Intriguingly, though, and maybe a little infuriatingly, none of these institutions understood the problem domain in quite the same way. In their attempts to grapple with the implications of computing in the post-PC era, some concerned themselves with ubiquitous networking: the effort to extend network access to just about anyplace people could think of to go. With available Internet addresses dwindling by the day, this required the development of a new-generation Internet protocol; it also justified the efforts of companies ranging from Intel to GM to LG to imagine an array of "smart" consumer products designed with that network in mind.

Others concentrated on the engineering details of instrumenting physical space. In the late 1990s, researchers at UC Berkeley developed a range of wireless-enabled, embedded sensors and microcontrollers known generically as motes, as well as an operating system for them to run on. All were specifically designed for use in ubicomp,

Thirty miles to the south, a team at Stanford addressed the absence in orthodox computer science of a infrastructural model appropriate for the ubiquitous case. In 2002, they published a paper describing the event heap, a way of allocating computational resources that better accounted for the arbitrary comings and goings of multiple simultaneous users than did the traditional "event queue."
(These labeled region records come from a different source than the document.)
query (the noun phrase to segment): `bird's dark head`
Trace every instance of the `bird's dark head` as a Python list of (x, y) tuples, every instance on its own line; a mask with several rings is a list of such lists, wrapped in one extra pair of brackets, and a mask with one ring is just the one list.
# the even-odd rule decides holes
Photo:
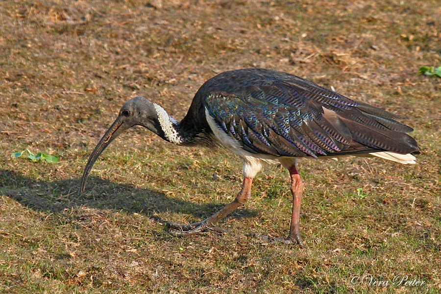
[(162, 134), (155, 104), (144, 97), (135, 97), (124, 103), (114, 124), (117, 122), (121, 124), (122, 132), (134, 125), (142, 125), (160, 136)]
[(135, 97), (126, 102), (121, 107), (118, 117), (98, 142), (89, 158), (81, 180), (81, 193), (84, 192), (87, 177), (99, 155), (115, 138), (134, 125), (142, 125), (162, 138), (165, 137), (155, 104), (144, 97)]

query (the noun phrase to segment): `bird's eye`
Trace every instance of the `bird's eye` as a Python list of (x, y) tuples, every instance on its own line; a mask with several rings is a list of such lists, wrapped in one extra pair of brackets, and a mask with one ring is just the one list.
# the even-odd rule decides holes
[(121, 115), (124, 117), (128, 117), (130, 115), (130, 112), (127, 109), (124, 109), (122, 111), (122, 112), (121, 113)]

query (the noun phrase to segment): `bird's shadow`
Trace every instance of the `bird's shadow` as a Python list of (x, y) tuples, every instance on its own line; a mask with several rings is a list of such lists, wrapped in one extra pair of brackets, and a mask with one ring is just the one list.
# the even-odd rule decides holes
[[(7, 196), (37, 212), (54, 213), (73, 208), (86, 207), (143, 214), (152, 220), (160, 219), (161, 213), (173, 212), (191, 216), (191, 220), (203, 220), (226, 204), (206, 203), (175, 199), (157, 191), (116, 184), (91, 177), (88, 190), (79, 194), (79, 179), (54, 181), (37, 180), (19, 173), (0, 170), (0, 195)], [(238, 209), (230, 219), (253, 217), (256, 211)]]

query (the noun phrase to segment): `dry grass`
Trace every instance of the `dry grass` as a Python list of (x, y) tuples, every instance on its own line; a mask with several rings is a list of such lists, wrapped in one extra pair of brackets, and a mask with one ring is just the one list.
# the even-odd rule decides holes
[[(438, 0), (3, 1), (0, 292), (439, 293), (441, 82), (417, 72), (441, 65), (440, 16)], [(240, 164), (141, 128), (113, 143), (86, 193), (74, 193), (129, 98), (179, 119), (205, 80), (251, 67), (401, 114), (423, 149), (418, 164), (302, 161), (304, 249), (243, 237), (288, 230), (288, 178), (277, 167), (222, 224), (236, 235), (170, 237), (152, 217), (209, 216), (238, 190)], [(26, 148), (62, 161), (10, 157)], [(425, 284), (390, 285), (400, 274)], [(352, 285), (357, 274), (390, 285)]]

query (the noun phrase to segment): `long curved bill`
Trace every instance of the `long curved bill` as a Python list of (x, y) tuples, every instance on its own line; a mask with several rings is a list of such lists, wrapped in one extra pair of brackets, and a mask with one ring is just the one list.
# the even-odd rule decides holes
[(121, 133), (125, 131), (128, 128), (133, 126), (127, 124), (125, 122), (122, 121), (120, 117), (118, 117), (113, 124), (109, 128), (106, 133), (104, 134), (99, 142), (95, 148), (90, 156), (89, 157), (89, 160), (87, 161), (87, 164), (84, 169), (84, 172), (83, 173), (83, 177), (81, 179), (81, 188), (80, 192), (81, 193), (84, 192), (86, 188), (86, 181), (87, 180), (87, 177), (92, 170), (94, 164), (95, 163), (98, 157), (102, 152), (103, 151), (109, 146), (110, 143), (113, 140), (118, 136)]

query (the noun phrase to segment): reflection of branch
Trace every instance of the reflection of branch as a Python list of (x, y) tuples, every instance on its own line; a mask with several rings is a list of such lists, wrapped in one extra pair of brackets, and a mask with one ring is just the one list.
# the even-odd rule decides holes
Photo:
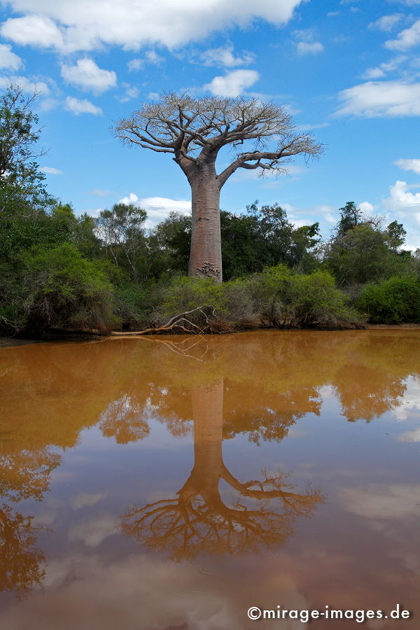
[[(137, 335), (136, 332), (113, 332), (113, 335), (121, 335), (125, 336), (127, 335)], [(175, 341), (172, 341), (172, 340), (169, 339), (162, 339), (155, 337), (143, 337), (142, 339), (145, 340), (152, 342), (155, 344), (162, 344), (167, 348), (169, 348), (172, 352), (175, 352), (176, 354), (181, 354), (182, 356), (188, 356), (190, 358), (195, 359), (197, 361), (200, 361), (202, 363), (207, 363), (208, 361), (213, 360), (216, 358), (216, 354), (212, 353), (211, 356), (206, 357), (206, 355), (209, 352), (209, 345), (208, 343), (205, 342), (202, 336), (200, 336), (198, 339), (195, 339), (194, 342), (191, 343), (191, 340), (190, 337), (188, 339), (183, 339), (181, 342), (177, 342)], [(189, 343), (190, 345), (188, 348), (183, 348), (182, 346), (183, 344)], [(193, 354), (190, 354), (188, 351), (192, 348), (195, 348), (196, 346), (200, 347), (203, 344), (205, 344), (206, 349), (204, 352), (202, 353), (200, 356), (195, 356)]]
[[(209, 309), (209, 315), (206, 314), (204, 309)], [(194, 321), (192, 321), (192, 317), (190, 316), (192, 315), (198, 316), (199, 314), (202, 316), (202, 318), (204, 318), (204, 328), (202, 328), (199, 326), (198, 324), (195, 323)], [(174, 330), (174, 328), (179, 328), (184, 332), (192, 332), (195, 335), (204, 335), (204, 332), (208, 331), (209, 328), (211, 327), (211, 318), (214, 318), (215, 314), (216, 309), (214, 306), (209, 304), (201, 304), (201, 306), (196, 307), (195, 309), (192, 309), (190, 311), (186, 311), (184, 313), (178, 313), (177, 315), (174, 315), (162, 326), (157, 326), (153, 328), (146, 328), (146, 330), (136, 330), (129, 332), (112, 332), (111, 334), (114, 335), (158, 335), (161, 332), (170, 332), (171, 331)], [(188, 316), (188, 318), (187, 318), (187, 316)]]
[(23, 597), (34, 586), (41, 586), (45, 570), (42, 551), (34, 547), (36, 529), (33, 517), (13, 513), (8, 505), (0, 508), (0, 592), (15, 591)]
[[(132, 507), (121, 519), (127, 535), (153, 549), (167, 549), (173, 559), (202, 552), (227, 552), (270, 547), (293, 533), (299, 516), (309, 516), (323, 502), (319, 491), (306, 494), (287, 491), (286, 475), (241, 483), (223, 465), (218, 479), (238, 490), (240, 496), (258, 500), (255, 508), (238, 500), (233, 507), (223, 503), (216, 484), (197, 478), (193, 469), (177, 498), (163, 499), (141, 508)], [(258, 486), (258, 489), (253, 489)], [(269, 510), (270, 499), (281, 498), (281, 512)]]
Developments elsewhere in the broader information technology field had clear implications for the ubiquitous model. Radio-frequency identification (RFID) tags and two-dimensional barcodes were just two of many technologies adapted from their original applications, pressed into service in ubicomp scenarios as bridges between the physical and virtual worlds. Meanwhile, at the human-machine interface, the plummeting cost of processing resources meant that long-dreamed-of but computationally-intensive ways of interaction, such as gesture recognition and voice recognition, were becoming practical; they would prove irresistible as elements of a technology that was, after all, supposed to be invisible-but-everywhere.
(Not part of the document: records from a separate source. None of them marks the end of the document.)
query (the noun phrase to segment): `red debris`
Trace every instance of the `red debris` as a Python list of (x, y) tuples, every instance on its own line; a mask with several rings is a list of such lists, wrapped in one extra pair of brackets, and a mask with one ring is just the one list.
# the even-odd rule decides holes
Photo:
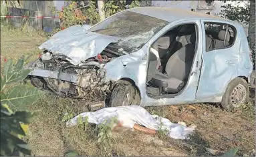
[(101, 55), (100, 53), (98, 53), (98, 54), (97, 55), (97, 57), (98, 57), (98, 59), (99, 59), (100, 62), (102, 63), (102, 55)]

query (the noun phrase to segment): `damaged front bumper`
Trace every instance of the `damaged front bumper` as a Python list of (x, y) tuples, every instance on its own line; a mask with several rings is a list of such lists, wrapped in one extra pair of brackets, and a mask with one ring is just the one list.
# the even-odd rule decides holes
[(75, 75), (74, 74), (62, 72), (59, 73), (57, 71), (44, 69), (33, 69), (29, 73), (29, 75), (32, 76), (56, 79), (76, 84), (78, 84), (78, 80), (79, 78), (78, 75)]
[(72, 98), (95, 99), (101, 98), (103, 101), (111, 94), (113, 82), (105, 82), (106, 70), (98, 63), (84, 63), (81, 66), (65, 67), (54, 69), (47, 66), (39, 60), (26, 67), (31, 69), (27, 79), (40, 90), (53, 92), (54, 94)]

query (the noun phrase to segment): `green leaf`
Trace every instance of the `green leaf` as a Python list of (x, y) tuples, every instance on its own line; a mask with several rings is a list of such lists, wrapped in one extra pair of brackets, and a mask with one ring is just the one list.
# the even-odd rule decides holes
[(79, 154), (76, 151), (71, 151), (66, 153), (65, 156), (79, 156)]
[(9, 71), (9, 69), (11, 68), (12, 63), (13, 63), (13, 59), (9, 59), (4, 64), (4, 68), (3, 68), (3, 75), (7, 75), (8, 74), (8, 71)]
[(235, 156), (238, 152), (238, 148), (233, 148), (229, 152), (226, 152), (222, 156)]
[(25, 109), (25, 106), (31, 104), (39, 99), (42, 92), (34, 87), (20, 85), (10, 88), (7, 94), (2, 94), (1, 103), (8, 104), (20, 110)]

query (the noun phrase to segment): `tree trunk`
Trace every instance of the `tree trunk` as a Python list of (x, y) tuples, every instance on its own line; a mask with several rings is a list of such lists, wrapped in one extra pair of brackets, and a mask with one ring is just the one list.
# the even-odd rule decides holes
[(99, 15), (100, 15), (100, 21), (102, 21), (106, 18), (104, 1), (102, 0), (98, 1), (98, 8), (99, 9)]
[(250, 1), (248, 37), (250, 41), (250, 48), (254, 50), (255, 45), (255, 0)]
And beyond that, there was clearly a ferment at work in many of the fields touching on ubicomp, even through the downturn that followed the crash of the "new economy" in early 2001. It had reached something like a critical mass of thought and innovation by 2005: an upwelling of novelty both intellectual and material, accompanied by a persistent sense, in many quarters, that ubicomp's hour had come 'round at last. Pieces of the puzzle kept coming. By the time I began doing the research for this book, the literature on ubicomp was a daily tide of press releases and new papers that was difficult to stay on top of: papers on wearable computing, augmented reality, locative media, near-field communication, bodyarea networking. In many cases, the fields were so new that the jargon hadn't even solidified yet.

Would all of these threads converge on something comprehensible, useful, or usable? Would any of these ubiquitous computings fulfill PARC's promise of a "calm technology?" And if so, how?
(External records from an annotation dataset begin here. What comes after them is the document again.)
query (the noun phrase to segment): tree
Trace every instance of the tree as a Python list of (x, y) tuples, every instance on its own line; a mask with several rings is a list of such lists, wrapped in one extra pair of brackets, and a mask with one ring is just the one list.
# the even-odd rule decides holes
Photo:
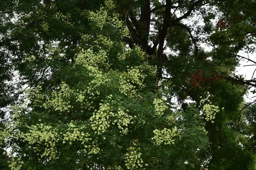
[[(13, 167), (251, 168), (254, 153), (233, 128), (252, 82), (232, 76), (248, 42), (237, 30), (253, 31), (253, 14), (239, 19), (245, 4), (17, 1), (3, 1), (0, 42), (29, 87), (2, 133), (21, 158)], [(237, 25), (221, 19), (215, 31), (211, 20), (230, 18), (229, 6)]]

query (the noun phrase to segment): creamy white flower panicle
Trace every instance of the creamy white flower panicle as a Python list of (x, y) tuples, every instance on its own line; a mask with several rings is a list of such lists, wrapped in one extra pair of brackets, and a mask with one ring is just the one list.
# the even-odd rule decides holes
[(84, 147), (84, 149), (82, 149), (81, 151), (88, 155), (99, 153), (100, 149), (96, 144), (97, 141), (90, 142), (92, 139), (90, 138), (90, 134), (84, 132), (87, 128), (84, 125), (77, 127), (72, 122), (68, 125), (67, 131), (63, 134), (63, 144), (67, 143), (67, 144), (71, 145), (73, 142), (79, 142)]
[[(109, 43), (110, 43), (110, 41)], [(110, 64), (107, 52), (104, 50), (100, 50), (98, 53), (95, 53), (90, 48), (87, 50), (82, 49), (77, 55), (76, 60), (76, 64), (81, 65), (88, 68), (89, 66), (97, 68), (99, 66), (108, 67)]]
[(109, 166), (107, 170), (122, 170), (122, 169), (120, 165)]
[(175, 141), (174, 138), (179, 134), (176, 126), (172, 129), (166, 128), (161, 130), (156, 129), (153, 132), (155, 136), (151, 139), (157, 145), (160, 145), (163, 143), (164, 144), (174, 144)]
[(121, 93), (129, 97), (139, 96), (139, 91), (136, 86), (138, 86), (139, 89), (145, 86), (143, 80), (146, 75), (141, 72), (138, 67), (131, 67), (128, 69), (128, 71), (120, 76), (119, 90)]
[(131, 122), (132, 119), (132, 116), (120, 109), (118, 109), (117, 113), (115, 113), (109, 103), (100, 104), (99, 110), (95, 112), (90, 118), (90, 125), (95, 133), (100, 135), (105, 133), (111, 125), (113, 125), (116, 123), (120, 129), (120, 133), (126, 134), (128, 131), (128, 124), (133, 123)]
[[(206, 103), (207, 102), (208, 103)], [(212, 120), (215, 118), (216, 113), (220, 111), (218, 106), (212, 105), (212, 102), (206, 99), (202, 99), (200, 101), (200, 106), (202, 108), (202, 111), (205, 116), (206, 121), (214, 123)]]
[[(27, 127), (29, 130), (27, 133), (21, 133), (19, 138), (23, 141), (27, 141), (30, 145), (35, 144), (33, 147), (35, 152), (44, 152), (41, 157), (47, 156), (49, 160), (57, 159), (58, 151), (56, 144), (61, 139), (57, 130), (51, 126), (44, 125), (41, 123)], [(43, 149), (40, 146), (43, 144)], [(31, 146), (29, 147), (31, 148)], [(39, 155), (39, 153), (38, 153)]]
[(70, 112), (70, 109), (73, 108), (70, 105), (69, 99), (73, 91), (68, 85), (62, 82), (60, 90), (58, 92), (52, 91), (51, 96), (46, 97), (47, 102), (43, 104), (44, 107), (47, 109), (52, 108), (55, 111)]
[(109, 103), (101, 103), (100, 105), (99, 110), (94, 112), (90, 118), (92, 128), (95, 131), (95, 133), (99, 135), (105, 133), (106, 130), (110, 127), (111, 119), (114, 116)]
[[(128, 110), (126, 110), (126, 112), (128, 112)], [(114, 121), (114, 123), (116, 123), (118, 126), (118, 128), (120, 129), (120, 133), (124, 135), (126, 135), (128, 133), (128, 126), (129, 124), (133, 124), (131, 122), (133, 117), (125, 113), (124, 110), (118, 109), (117, 113), (116, 114), (116, 119)]]
[(105, 25), (111, 24), (117, 29), (123, 36), (127, 36), (129, 34), (128, 29), (123, 26), (123, 22), (119, 19), (119, 15), (117, 13), (108, 14), (108, 11), (112, 10), (115, 8), (115, 5), (111, 0), (105, 1), (105, 6), (101, 6), (99, 11), (95, 13), (89, 11), (88, 19), (95, 23), (101, 29), (102, 29)]
[(143, 161), (140, 157), (142, 155), (140, 152), (140, 148), (137, 145), (136, 142), (134, 142), (133, 146), (127, 148), (128, 152), (125, 155), (125, 162), (128, 169), (145, 169), (143, 167), (148, 165), (143, 164)]
[(12, 160), (9, 167), (11, 170), (20, 170), (22, 165), (24, 164), (23, 161), (20, 160), (21, 158), (14, 158), (13, 155), (12, 155)]

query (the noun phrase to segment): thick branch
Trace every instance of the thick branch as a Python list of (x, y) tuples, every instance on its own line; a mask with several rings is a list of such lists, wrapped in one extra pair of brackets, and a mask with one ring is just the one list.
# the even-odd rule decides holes
[(194, 45), (195, 45), (195, 56), (196, 56), (197, 55), (197, 54), (198, 53), (198, 47), (196, 45), (196, 41), (195, 40), (194, 37), (193, 37), (193, 35), (192, 35), (192, 33), (191, 33), (191, 31), (190, 31), (190, 29), (186, 25), (183, 24), (182, 23), (175, 23), (172, 24), (172, 26), (176, 26), (181, 27), (185, 28), (188, 32), (189, 34), (189, 35), (190, 36), (190, 37), (191, 37), (191, 40), (192, 40), (192, 41), (193, 42), (193, 43), (194, 43)]
[(166, 6), (165, 5), (162, 5), (161, 6), (156, 6), (155, 7), (152, 9), (151, 10), (150, 10), (150, 13), (154, 12), (155, 11), (158, 10), (158, 9), (161, 9), (162, 8), (165, 8)]
[(171, 0), (166, 0), (166, 9), (164, 12), (164, 18), (162, 29), (159, 31), (157, 38), (159, 41), (159, 47), (157, 50), (157, 60), (158, 62), (162, 62), (162, 56), (163, 53), (163, 44), (167, 29), (170, 24), (170, 16), (172, 2)]

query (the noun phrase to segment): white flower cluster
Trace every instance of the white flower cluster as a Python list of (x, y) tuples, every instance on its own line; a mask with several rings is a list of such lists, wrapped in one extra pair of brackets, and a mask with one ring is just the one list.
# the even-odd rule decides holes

Questions like these were taken up with varying degrees of enthusiasm, skepticism, and critical distance in the overlapping human-computer interaction (HCI) and user experience (UX) communities. The former, with an academic engineering pedigree, had evolved over some thirty years to consider the problems inherent in any encounter between complex technical systems and the people using them; the latter, a more or less ad hoc network of practitioners, addressed similar concerns in their daily work, as the Internet and the World Wide Web built on it became facts of life for millions of nonspecialist users. As the new millennium dawned, both communities found ubicomp on their agendas, in advance of any hard data gleaned from actual use.

With the exception of discussions going on in the HCI community, none of these groups were necessarily pursuing anything that Mark Weiser would have recognized as fully cognate with his ubiquitous computing. But they were all sensing the rapidly approaching obsolescence of the desktop model, the coming hegemony of networked devices, and the reconfiguration of everyday life around them. What they were all grasping after, each in their own way, was a language of interaction suited to a world where information processing would be everywhere in the human environment.